Hey everyone – sorry for abandoning the blog for a few days there. I caught whatever’s been going around, and was spending some quality time with my couch and less time with everything else. But, right after this I’ll get to responding to the comments I know I have piled up.

I’m also sorry to say that I’m going to be putting the blog on hiatus for a month or so. Things have been very busy at work and I’ll be traveling a fair amount in April anyway, and I need to refocus my energies elsewhere. But don’t go deleting your RSS feed or anything quite yet, because even if I don’t break down and post anything in the meantime I’ll definitely be back with my usual NHL and NBA playoff predictions.

(EDIT: I immediately regretted my decision after reading Bill Simmons’ article where he uses Ricky Rubio’s 33rd-best-point-guard PER rating as a reason to dislike advanced stats instead of as a reason to dislike PER, and then he referred to Chris Paul as a guy “who will never, ever be traded” THE SAME YEAR HE JUST GOT TRADED!)

On the plus side, this gives me an opportunity to say thanks to everyone for reading, which is certainly part of the drive to keep getting posts up. My colleagues may not appreciate it, but I do!

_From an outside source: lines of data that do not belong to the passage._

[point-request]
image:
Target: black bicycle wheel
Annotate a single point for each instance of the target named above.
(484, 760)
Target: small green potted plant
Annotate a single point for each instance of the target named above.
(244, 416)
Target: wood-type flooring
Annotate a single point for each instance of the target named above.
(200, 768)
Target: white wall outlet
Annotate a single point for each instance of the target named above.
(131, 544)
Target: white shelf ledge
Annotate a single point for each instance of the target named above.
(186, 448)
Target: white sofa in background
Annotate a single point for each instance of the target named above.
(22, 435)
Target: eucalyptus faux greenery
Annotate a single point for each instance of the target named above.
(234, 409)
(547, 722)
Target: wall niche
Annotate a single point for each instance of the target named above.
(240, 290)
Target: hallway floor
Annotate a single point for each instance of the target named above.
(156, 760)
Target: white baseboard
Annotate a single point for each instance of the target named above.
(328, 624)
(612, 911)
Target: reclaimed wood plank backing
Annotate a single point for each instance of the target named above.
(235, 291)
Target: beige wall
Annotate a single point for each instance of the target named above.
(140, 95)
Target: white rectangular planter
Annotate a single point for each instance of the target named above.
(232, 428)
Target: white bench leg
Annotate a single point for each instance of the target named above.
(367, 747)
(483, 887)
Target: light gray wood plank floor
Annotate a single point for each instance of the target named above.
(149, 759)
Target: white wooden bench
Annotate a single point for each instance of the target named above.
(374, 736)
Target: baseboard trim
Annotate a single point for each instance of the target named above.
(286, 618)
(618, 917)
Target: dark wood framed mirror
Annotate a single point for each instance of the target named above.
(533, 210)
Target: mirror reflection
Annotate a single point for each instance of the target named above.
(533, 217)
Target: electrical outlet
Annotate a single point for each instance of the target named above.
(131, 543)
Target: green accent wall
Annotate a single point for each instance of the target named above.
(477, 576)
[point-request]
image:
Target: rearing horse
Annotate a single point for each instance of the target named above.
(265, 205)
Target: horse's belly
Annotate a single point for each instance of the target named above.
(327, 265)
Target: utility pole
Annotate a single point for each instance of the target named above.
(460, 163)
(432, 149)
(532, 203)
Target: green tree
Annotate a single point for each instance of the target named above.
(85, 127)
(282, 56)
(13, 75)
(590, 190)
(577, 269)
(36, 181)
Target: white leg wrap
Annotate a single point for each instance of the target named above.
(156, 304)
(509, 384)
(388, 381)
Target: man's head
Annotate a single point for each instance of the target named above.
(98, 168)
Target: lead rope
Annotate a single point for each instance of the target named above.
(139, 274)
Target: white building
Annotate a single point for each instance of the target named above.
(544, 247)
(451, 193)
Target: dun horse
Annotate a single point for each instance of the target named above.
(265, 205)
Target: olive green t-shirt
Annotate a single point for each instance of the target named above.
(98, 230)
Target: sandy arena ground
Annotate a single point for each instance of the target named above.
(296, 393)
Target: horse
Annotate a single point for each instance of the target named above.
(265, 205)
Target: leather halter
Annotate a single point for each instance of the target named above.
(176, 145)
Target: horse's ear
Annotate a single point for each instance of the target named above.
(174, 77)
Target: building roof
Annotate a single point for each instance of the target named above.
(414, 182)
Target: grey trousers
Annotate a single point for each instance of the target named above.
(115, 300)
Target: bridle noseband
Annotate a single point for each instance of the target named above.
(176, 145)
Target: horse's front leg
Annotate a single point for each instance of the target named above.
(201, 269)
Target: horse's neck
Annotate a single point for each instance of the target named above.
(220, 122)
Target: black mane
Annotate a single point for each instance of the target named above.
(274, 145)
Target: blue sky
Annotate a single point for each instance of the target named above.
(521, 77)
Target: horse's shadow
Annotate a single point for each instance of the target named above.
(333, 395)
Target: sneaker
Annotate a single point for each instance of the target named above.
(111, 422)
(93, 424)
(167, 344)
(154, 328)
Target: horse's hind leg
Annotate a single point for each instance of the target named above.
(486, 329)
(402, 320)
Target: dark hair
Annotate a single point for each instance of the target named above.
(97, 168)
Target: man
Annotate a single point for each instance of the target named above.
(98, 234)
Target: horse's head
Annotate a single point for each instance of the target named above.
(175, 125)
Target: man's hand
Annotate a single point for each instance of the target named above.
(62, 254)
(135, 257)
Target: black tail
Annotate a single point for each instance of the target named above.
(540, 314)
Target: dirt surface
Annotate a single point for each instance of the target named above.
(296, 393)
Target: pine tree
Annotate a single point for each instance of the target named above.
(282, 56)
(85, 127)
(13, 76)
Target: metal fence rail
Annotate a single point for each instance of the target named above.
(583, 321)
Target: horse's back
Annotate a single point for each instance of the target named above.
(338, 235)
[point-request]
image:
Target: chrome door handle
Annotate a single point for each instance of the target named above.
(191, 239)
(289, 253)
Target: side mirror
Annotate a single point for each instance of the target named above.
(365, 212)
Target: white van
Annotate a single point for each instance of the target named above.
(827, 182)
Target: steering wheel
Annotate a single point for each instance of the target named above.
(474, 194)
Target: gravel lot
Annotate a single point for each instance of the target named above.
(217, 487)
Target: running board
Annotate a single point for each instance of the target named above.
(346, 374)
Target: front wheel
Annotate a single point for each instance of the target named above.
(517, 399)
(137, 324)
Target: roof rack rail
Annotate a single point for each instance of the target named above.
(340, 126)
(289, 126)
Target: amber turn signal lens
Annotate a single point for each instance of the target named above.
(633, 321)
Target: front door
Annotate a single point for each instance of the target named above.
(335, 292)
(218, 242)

And under the jump here I have one last bit of statistical insight before I disappear.

Following on discussion over at Phil Birnbaum’s blog, I’m going to look at the role that sample size plays in correlations. Correlations are run extremely often, and if regression is more your thing then hopefully you know that the R squared value is just the square of the correlation between the actual outcome (Y) observations and the predicted outcomes according to the regression model. So if you ran a regression and came out with a low R squared, you can take it to mean that the combination of predictors you used have little correlation with the variable you care about. In other words, the correspondence is noisy. Dave Berri looked at the correlation between a quarterback’s performance (using a few different measures) in one year and the next and found it to be relatively low. The ‘relatively’ is in comparison to basketball players, who show fairly high correlations in their statistics (even when adjusted to rates so that minutes played isn’t a factor) from one season to the next. Phil had a variety of issues with that particular study, but in his last post he argues that the QB correlation is lower because of a lower sample size compared to basketball players.

One way that you could mean sample size is the number of observations that go into your correlation. For example, you could have 400 basketball players and those 400 dots in your scatterplot versus 100 quarterbacks. I’m going to skip over this one quickly because a) it isn’t what Phil meant and b) I covered it already. The quick answer is that more observations gives you a more precise estimate of the ‘true’ correlation, but the correlation itself doesn’t get any bigger or smaller per se with increasing sample size. The value of the correlation is just a bit noisy and can jump around the true value. However, if you look at my second graph in that older post, it does seem like the correlation is mostly hanging out below the true value. To demonstrate that was a fluke, here is the same graph but I ran a new sample. Below that is the same graph but with 100 runs all superimposed on each other. You see that the correlation can just as easily be too high at low sample size, or too low. But as you get a larger sample, you hone in on the actual value. You can only really see it at the far left and right sides of the graph, but I added a line at correlation=.75 (the true value) as a guide. And if you count the number of dots above .75, it’s essentially 50%, as it should be.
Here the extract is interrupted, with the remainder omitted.